SLP were computed based on the revised cluster-based model and the Rosensweig model and then were compared with the experimental results of magnetite Fe3O4 magnetic nanoparticles reported by Ma et al22 and Lartigue et al23 as summarized in Table 1 and shown in Figures 3 and 4. Magnetite Fe3O4 is the most popular form of magnetic nanoparticles, as it is well tolerated by the human body. Although there are still some differences between our cluster-based prediction and the experimental results, our model offers relatively more accurate estimates of SLP in comparison with the Rosensweig model. Within the superparamagnetic size range (i.e. magnetic nanoparticle diameter 5–50 nm), the SLP values increase significantly with the increase of the nanoparticle size, mainly due to the onset of other heat generation mechanisms.10,13 However, aggregation of magnetic nanoparticle shifts the overall curve to the left (i.e. smaller magnetic nanoparticle diameter), predicting lower SLP values when compared with the predictions made by the Rosensweig model, in agreement with Figure 2. Notably, the revised cluster-based model works especially well within the magnetic nanoparticle diameter range of 10–20 nm, which is commonly chosen for MR nano-theranostics. On the other hand, neither theoretical model accurately predicts the SLP for magnetic nanoparticles with a diameter >20 nm (Figure 4). This divergence can be attributed to the availability of other heat generation mechanisms and nonlinear effect, such as hysteresis,10,13 associated with larger magnetic nanoparticle diameters.

Figure 3.

Figure 3

Comparison with the experimental results of magnetite Fe3O4 magnetic nanoparticles.

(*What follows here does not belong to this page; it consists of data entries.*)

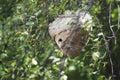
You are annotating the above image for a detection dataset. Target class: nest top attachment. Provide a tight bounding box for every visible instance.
[49,10,92,57]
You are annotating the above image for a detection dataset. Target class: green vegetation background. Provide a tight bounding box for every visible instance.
[0,0,120,80]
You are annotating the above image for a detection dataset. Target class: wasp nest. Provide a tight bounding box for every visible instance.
[49,11,92,57]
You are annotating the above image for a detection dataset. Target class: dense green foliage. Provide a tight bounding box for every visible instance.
[0,0,120,80]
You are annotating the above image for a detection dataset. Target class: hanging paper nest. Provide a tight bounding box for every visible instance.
[49,11,92,57]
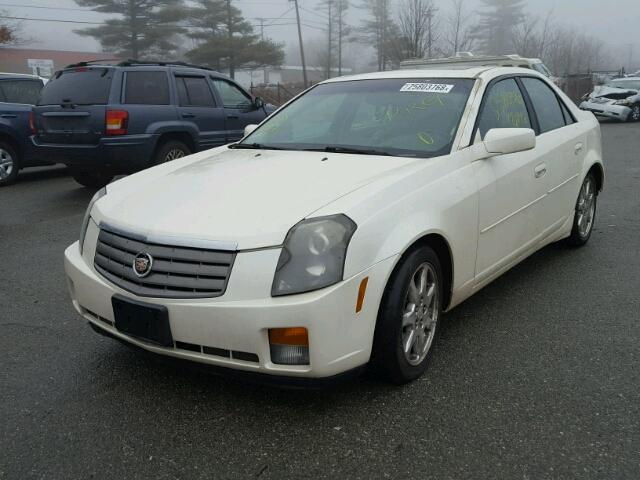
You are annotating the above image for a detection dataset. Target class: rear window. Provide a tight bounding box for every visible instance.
[0,80,42,105]
[38,68,114,105]
[124,72,169,105]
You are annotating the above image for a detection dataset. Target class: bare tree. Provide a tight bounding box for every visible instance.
[442,0,474,55]
[398,0,437,58]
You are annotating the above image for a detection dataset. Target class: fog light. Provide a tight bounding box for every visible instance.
[269,327,309,365]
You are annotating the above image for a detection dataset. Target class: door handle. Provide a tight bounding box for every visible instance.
[533,163,547,178]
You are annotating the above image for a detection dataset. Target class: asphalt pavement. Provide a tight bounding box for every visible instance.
[0,124,640,480]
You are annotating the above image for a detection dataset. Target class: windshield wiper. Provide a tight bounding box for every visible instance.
[304,145,392,156]
[229,143,286,150]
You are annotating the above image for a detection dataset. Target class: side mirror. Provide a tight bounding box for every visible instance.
[482,128,536,158]
[244,124,258,137]
[253,97,264,110]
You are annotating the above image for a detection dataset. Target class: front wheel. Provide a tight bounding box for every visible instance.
[0,142,20,187]
[153,140,191,165]
[371,246,443,384]
[567,172,598,247]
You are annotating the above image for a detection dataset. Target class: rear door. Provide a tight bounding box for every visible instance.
[520,77,587,233]
[175,74,227,150]
[211,77,267,143]
[34,67,115,144]
[473,78,542,284]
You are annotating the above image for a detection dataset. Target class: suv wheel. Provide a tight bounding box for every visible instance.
[71,170,113,188]
[0,142,20,187]
[153,140,191,165]
[371,246,443,384]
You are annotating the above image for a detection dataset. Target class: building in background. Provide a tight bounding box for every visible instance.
[0,48,113,78]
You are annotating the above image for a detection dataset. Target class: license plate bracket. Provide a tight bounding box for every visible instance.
[111,295,173,347]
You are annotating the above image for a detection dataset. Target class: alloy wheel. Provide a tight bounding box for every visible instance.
[0,148,14,180]
[576,175,596,238]
[402,263,440,366]
[164,148,185,162]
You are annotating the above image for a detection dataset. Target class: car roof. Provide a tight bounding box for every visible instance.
[0,72,42,80]
[322,66,545,83]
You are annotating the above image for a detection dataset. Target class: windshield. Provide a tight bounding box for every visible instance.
[38,67,113,105]
[607,80,640,90]
[242,78,474,157]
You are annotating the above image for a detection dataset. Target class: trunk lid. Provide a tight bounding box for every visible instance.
[34,66,114,144]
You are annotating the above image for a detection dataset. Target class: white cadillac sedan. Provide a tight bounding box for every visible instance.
[65,67,604,383]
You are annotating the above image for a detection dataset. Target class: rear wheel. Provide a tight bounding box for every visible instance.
[567,172,598,247]
[371,246,443,384]
[153,140,191,165]
[71,170,113,188]
[0,142,20,187]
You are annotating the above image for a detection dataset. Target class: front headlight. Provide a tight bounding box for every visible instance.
[80,187,107,254]
[271,215,356,297]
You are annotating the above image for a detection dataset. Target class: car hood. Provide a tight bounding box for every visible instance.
[92,147,417,250]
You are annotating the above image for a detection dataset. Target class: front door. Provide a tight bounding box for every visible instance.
[474,78,542,285]
[211,78,267,143]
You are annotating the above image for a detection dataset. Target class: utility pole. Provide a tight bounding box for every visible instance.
[327,0,333,78]
[227,0,236,78]
[289,0,309,88]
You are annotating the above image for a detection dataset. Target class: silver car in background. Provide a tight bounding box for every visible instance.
[580,77,640,122]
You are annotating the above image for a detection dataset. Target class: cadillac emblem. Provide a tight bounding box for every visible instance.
[133,252,153,278]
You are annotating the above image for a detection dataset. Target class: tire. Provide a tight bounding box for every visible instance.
[152,140,191,165]
[370,246,444,385]
[567,172,598,247]
[71,170,113,188]
[0,142,20,187]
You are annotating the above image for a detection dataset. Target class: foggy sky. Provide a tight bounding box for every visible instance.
[6,0,640,68]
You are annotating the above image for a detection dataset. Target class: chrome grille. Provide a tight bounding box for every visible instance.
[94,228,236,298]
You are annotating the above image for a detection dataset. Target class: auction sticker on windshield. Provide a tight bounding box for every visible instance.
[400,83,454,93]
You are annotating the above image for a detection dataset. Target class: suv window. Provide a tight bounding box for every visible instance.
[0,80,42,105]
[176,77,215,107]
[124,72,169,105]
[522,77,565,133]
[211,78,251,108]
[478,78,531,138]
[38,67,113,105]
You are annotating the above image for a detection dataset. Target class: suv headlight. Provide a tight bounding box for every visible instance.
[80,187,107,255]
[271,215,356,297]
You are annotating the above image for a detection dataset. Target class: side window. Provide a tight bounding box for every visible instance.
[560,100,576,125]
[0,80,42,105]
[478,78,531,138]
[124,71,169,105]
[522,78,565,133]
[211,78,251,108]
[176,77,216,107]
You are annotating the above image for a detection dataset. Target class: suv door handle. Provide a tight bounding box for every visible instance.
[533,163,547,178]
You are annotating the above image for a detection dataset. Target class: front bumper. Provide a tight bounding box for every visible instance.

Notes: The SLP values were computed as a function of the magnetic nanoparticle diameter, based on our revised cluster-based model (red solid line) and the Rosensweig model (blue dashed line), using the experimental results and parameters reported by Ma et al22 (black filled circle). The experimental results and parameters used in the theoretical calculations are summarized in Table 1: magnetite Fe3O4, magnetic anisotropy constant Ka =21 kJ/m3, domain magnetization of monomers Mdm=446 kA/m, alternating magnetic field frequency f=80 kHz, alternating magnetic field amplitude H0=32.5 kA/m, viscosity of the carrier fluid (water) η=0.0007 kg/m/s, temperature T =300 K, and critical temperature T* =358 K.

Abbreviation: SLP, specific loss power.

Figure 4.

Figure 4

Comparison with the experimental results of magnetite Fe3O4 magnetic nanoparticles.

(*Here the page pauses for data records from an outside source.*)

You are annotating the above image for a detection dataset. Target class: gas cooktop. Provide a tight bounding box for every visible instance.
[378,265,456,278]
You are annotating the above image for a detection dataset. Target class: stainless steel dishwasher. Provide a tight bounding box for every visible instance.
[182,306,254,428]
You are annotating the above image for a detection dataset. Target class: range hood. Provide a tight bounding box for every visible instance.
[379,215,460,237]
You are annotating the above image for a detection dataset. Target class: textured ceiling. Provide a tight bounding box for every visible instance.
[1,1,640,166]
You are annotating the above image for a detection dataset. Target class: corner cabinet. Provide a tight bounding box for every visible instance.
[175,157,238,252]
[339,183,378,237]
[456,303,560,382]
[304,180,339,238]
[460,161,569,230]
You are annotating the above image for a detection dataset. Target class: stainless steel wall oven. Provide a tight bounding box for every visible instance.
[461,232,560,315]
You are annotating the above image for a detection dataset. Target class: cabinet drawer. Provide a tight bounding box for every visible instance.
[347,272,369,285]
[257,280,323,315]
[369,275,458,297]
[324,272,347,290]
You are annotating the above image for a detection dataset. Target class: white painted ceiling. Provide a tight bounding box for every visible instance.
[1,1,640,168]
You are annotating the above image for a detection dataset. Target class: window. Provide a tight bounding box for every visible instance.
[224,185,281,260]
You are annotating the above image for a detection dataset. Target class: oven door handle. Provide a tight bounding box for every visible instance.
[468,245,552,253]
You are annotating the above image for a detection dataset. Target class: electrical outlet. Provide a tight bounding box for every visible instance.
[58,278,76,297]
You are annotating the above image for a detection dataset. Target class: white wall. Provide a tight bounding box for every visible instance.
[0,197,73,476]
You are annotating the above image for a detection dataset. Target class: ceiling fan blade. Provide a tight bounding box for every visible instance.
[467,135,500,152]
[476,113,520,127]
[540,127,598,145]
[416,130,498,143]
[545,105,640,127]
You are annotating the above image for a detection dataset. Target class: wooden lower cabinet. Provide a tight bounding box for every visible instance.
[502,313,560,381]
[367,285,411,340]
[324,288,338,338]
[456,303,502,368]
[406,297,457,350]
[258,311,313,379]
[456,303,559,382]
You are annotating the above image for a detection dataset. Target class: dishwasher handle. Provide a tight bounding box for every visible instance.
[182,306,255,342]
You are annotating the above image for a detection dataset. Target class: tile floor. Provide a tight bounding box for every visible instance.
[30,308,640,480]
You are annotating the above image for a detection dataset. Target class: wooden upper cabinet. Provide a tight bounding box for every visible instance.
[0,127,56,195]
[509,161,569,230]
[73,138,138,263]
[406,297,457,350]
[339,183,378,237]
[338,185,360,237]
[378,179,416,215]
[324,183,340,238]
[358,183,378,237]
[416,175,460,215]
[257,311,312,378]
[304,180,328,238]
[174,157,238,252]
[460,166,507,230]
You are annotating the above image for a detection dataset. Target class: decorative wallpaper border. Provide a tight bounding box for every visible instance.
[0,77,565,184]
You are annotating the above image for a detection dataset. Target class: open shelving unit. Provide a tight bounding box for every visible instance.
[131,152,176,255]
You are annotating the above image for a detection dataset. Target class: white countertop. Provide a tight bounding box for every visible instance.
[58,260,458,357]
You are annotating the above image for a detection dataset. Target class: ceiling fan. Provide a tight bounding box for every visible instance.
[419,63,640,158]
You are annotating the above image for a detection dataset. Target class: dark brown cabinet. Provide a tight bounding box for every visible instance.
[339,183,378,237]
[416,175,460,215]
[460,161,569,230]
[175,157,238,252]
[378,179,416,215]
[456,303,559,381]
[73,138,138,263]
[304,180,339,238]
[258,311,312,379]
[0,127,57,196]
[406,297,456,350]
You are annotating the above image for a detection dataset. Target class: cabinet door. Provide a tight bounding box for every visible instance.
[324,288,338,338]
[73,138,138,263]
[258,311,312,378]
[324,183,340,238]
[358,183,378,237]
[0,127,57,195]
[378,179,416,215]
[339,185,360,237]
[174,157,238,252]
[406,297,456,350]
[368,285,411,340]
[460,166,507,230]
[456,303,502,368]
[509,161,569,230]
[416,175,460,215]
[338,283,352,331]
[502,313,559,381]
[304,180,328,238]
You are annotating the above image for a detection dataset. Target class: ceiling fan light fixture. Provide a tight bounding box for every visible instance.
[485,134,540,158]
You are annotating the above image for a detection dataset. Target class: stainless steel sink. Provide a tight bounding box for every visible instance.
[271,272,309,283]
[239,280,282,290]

Notes: The SLP values were computed as a function of the magnetic nanoparticle diameter, based on our revised cluster-based model (red solid line) and the Rosensweig model (blue dashed line), using the experimental results and parameters reported by Lartigue et al23 (black filled circle). The experimental results and parameters used in the theoretical calculations are summarized in Table 1: magnetite Fe3O4, magnetic anisotropy constant Ka =21 kJ/m3, domain magnetization of monomers Mdm=446 kA/m, alternating magnetic field frequency f=168 kHz, alternating magnetic field amplitude H0=21 kA/m, viscosity of the carrier fluid (water) η=0.0007 kg/m/s, temperature T =300 K, and critical temperature T* =358 K.

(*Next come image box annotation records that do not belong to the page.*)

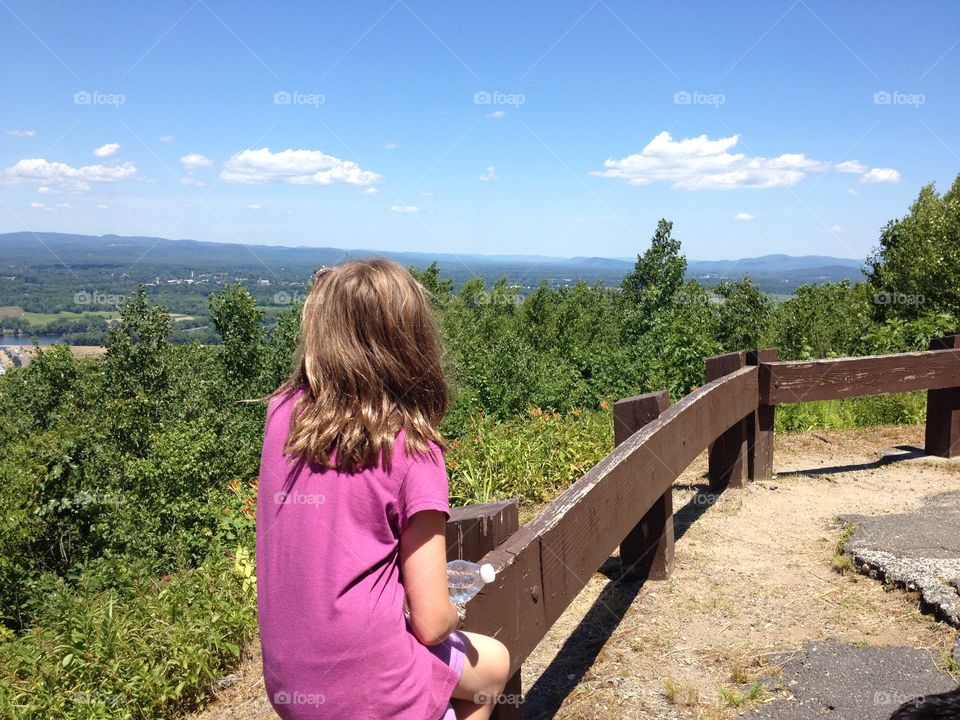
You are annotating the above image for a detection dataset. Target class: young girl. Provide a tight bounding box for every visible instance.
[257,259,509,720]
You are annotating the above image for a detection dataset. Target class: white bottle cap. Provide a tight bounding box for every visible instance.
[480,563,497,583]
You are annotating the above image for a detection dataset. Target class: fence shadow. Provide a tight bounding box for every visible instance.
[523,481,723,720]
[777,445,926,477]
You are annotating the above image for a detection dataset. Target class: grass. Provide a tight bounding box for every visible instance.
[830,523,857,575]
[940,650,960,678]
[774,392,927,433]
[719,682,765,708]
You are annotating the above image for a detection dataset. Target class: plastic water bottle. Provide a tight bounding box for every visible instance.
[447,560,497,605]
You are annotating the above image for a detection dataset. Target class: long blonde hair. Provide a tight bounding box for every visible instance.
[277,258,449,472]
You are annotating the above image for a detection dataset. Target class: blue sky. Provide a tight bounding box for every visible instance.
[0,0,960,259]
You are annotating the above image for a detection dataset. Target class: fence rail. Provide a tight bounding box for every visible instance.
[447,335,960,718]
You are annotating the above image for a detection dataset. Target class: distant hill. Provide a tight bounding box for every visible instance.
[0,232,863,293]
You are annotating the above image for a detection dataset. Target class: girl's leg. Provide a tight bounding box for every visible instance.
[451,632,510,720]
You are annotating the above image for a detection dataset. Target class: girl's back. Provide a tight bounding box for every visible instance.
[257,393,457,720]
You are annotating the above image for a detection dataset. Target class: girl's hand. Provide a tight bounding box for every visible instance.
[400,510,457,645]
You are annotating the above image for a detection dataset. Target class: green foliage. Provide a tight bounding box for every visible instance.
[714,277,773,352]
[774,392,927,433]
[761,281,871,360]
[210,283,263,389]
[0,548,256,720]
[447,408,613,505]
[867,175,960,320]
[0,191,956,718]
[621,219,687,339]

Abbreviation: SLP, specific loss power.

Comparison with the experimental results of cobalt ferrite CoFe2O4 magnetic nanoparticles

Additional comparisons were made using experimental results of cobalt ferrite CoFe2O4 reported by Baldi et al24 and Fortin et al25 as summarized in Table 2 and shown in Figures 5 and 6, respectively. Similar to the previous comparison with the experimental results of magnetite Fe3O4 magnetic nanoparticles, the revised cluster-based model approaches the experimental results better than the Rosensweig model, as the maximum and overall SLP is reduced by the aggregation of magnetic nanoparticles. Again, SLP of magnetic nanoparticles with diameters between 10 and 20 nm was more accurately predicted by the revised cluster-based model. However, since cobalt ferrite CoFe2O4 possesses a relatively larger magnetic anisotropy constant than magnetite Fe3O4, the effect of aggregation on magnetic anisotropy becomes less significant, resulting in a smaller shift to the left (i.e. smaller magnetic nanoparticle diameter) by the revised cluster-based model, as portrayed in both Figures 5 and 6.

Figure 5.

Figure 5

Comparison with the experimental results of cobalt ferrite CoFe2O4 magnetic nanoparticles.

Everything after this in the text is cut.